Dans cette ville de demain aux infrastructures propres et aux déchets triés, Jaafar Benabbou, fondateur de Solar E-Cycles, se verrait bien à bord d’un quadricycle solaire. Son projet pilote dans les banlieues de New Delhi en Inde a montré que « ces véhicules sortent les populations précaires enclavées loin des centres urbains de la précarité. En plus d’améliorer leur mobilité, ils peuvent vendre des légumes ou transporter des touristes », explique l’entrepreneur qui a besoin de 20 millions de dollars (18 millions d’euros) pour lancer son usine au Maroc.
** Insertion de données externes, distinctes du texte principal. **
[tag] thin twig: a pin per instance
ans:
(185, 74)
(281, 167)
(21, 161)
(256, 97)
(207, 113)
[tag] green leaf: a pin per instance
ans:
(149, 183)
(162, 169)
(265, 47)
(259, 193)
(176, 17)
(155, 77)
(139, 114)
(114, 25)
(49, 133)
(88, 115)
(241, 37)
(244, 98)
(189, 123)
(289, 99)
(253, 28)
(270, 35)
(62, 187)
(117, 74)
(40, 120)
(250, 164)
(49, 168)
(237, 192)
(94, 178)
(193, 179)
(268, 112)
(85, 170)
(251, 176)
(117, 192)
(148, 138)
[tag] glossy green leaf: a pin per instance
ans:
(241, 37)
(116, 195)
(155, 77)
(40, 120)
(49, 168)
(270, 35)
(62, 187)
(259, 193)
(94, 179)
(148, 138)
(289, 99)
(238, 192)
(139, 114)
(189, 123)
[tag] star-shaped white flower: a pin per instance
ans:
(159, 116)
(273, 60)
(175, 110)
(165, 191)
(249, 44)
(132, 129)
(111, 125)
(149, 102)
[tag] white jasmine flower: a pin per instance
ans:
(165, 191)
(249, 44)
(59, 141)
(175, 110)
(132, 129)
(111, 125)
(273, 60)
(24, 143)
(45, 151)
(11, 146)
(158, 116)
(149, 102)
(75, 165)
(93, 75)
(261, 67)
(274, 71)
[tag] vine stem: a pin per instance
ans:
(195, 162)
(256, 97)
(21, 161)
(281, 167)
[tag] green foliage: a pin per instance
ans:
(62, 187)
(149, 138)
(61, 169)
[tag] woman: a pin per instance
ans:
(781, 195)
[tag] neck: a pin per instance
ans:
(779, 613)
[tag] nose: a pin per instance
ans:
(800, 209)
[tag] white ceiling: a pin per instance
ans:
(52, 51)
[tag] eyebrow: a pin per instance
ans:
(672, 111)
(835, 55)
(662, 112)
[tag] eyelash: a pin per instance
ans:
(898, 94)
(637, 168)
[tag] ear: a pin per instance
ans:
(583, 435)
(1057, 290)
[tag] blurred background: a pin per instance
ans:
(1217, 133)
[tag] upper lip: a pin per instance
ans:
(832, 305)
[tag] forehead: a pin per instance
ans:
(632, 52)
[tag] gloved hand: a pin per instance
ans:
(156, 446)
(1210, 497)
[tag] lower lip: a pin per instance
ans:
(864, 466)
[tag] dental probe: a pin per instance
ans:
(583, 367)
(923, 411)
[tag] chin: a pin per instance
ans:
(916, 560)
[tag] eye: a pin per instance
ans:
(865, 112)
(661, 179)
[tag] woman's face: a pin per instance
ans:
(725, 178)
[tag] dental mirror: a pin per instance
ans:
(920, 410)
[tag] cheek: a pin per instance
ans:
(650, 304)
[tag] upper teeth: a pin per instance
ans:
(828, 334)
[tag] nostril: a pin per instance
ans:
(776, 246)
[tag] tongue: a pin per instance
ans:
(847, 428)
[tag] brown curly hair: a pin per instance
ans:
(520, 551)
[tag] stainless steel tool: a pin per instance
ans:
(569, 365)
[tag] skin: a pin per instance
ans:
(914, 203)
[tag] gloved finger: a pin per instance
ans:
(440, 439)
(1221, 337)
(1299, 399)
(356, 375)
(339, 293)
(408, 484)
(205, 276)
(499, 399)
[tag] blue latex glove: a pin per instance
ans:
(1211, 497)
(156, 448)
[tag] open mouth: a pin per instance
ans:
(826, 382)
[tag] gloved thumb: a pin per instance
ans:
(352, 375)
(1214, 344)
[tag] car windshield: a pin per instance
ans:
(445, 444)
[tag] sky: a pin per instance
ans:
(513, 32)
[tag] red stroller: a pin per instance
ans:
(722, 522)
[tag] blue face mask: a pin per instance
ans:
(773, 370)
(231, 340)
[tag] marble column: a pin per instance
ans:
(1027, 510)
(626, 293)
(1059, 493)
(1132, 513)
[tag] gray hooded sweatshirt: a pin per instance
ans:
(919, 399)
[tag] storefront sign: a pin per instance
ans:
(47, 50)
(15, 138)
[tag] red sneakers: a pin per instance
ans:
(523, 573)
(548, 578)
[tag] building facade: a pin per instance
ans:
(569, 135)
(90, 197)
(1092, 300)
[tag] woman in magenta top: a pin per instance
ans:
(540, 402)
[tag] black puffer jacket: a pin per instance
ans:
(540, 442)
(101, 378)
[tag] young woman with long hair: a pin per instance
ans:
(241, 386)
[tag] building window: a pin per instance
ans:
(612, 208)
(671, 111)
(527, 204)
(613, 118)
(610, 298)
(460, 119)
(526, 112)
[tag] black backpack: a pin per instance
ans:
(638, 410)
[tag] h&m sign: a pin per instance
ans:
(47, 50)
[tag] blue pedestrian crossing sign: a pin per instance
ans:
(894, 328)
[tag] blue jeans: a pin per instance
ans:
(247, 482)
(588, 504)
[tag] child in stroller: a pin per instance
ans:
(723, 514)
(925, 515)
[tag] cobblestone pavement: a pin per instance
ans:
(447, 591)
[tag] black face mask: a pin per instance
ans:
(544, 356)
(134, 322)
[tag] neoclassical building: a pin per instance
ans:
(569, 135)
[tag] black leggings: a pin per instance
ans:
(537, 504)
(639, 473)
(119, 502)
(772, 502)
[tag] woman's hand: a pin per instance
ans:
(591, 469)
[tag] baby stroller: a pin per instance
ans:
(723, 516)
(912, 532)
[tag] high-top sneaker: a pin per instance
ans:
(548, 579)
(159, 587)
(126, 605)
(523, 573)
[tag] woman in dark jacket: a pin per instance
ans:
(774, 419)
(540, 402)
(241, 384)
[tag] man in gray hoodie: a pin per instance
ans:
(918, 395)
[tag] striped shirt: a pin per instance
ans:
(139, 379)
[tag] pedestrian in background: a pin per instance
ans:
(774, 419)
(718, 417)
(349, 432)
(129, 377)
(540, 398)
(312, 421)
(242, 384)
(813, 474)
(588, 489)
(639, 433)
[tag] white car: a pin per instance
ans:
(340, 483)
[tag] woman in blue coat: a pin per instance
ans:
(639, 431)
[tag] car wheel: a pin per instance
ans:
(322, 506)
« Le véhicule permet de produire de l’électricité, stockée et réutilisable, dans une maison ou une école. Sur un parking, une vingtaine de véhicules peuvent créer une véritable station solaire ! », s’enthousiasme l’universitaire qui travaille sur ce projet développé avec l’université Hassan-Ier de Settat et la contribution de Hamid El Omari. Aujourd’hui, la moitié de la population africaine vit sans électricité, qui coûte trois fois plus chère qu’en Europe.

Cette mobilité, clé du développement, Kaoutar Doukar la pense aussi entre les villes. Elle a cofondé une start-up de covoiturage, Pip Pip Yalah. Ce qui à l’origine n’était qu’un groupe Facebook compte aujourd’hui plus de 308 000 membres. « Nos utilisateurs ont entre 20 et 35 ans. La nouvelle génération veut plus de commodité », explique Kaoutar Doukar. « L’application est sécurisée, elle permet de voyager de façon conviviale et flexible, mais aussi de diminuer les embouteillages, les émissions de CO2 et à un prix intéressant », liste la jeune femme. L’application calcule le plafond du tarif proposé par le conducteur, afin qu’il ne fasse pas de gains. Tout comme ses collèges entrepreneurs, Kaoutar Doukar concède : « Nous cherchons des fonds pour changer d’échelle. »

Aujourd’hui, les idées sont là, la ville du futur aussi. A condition de dépasser l’étape du prototype ou de l’expérience locale.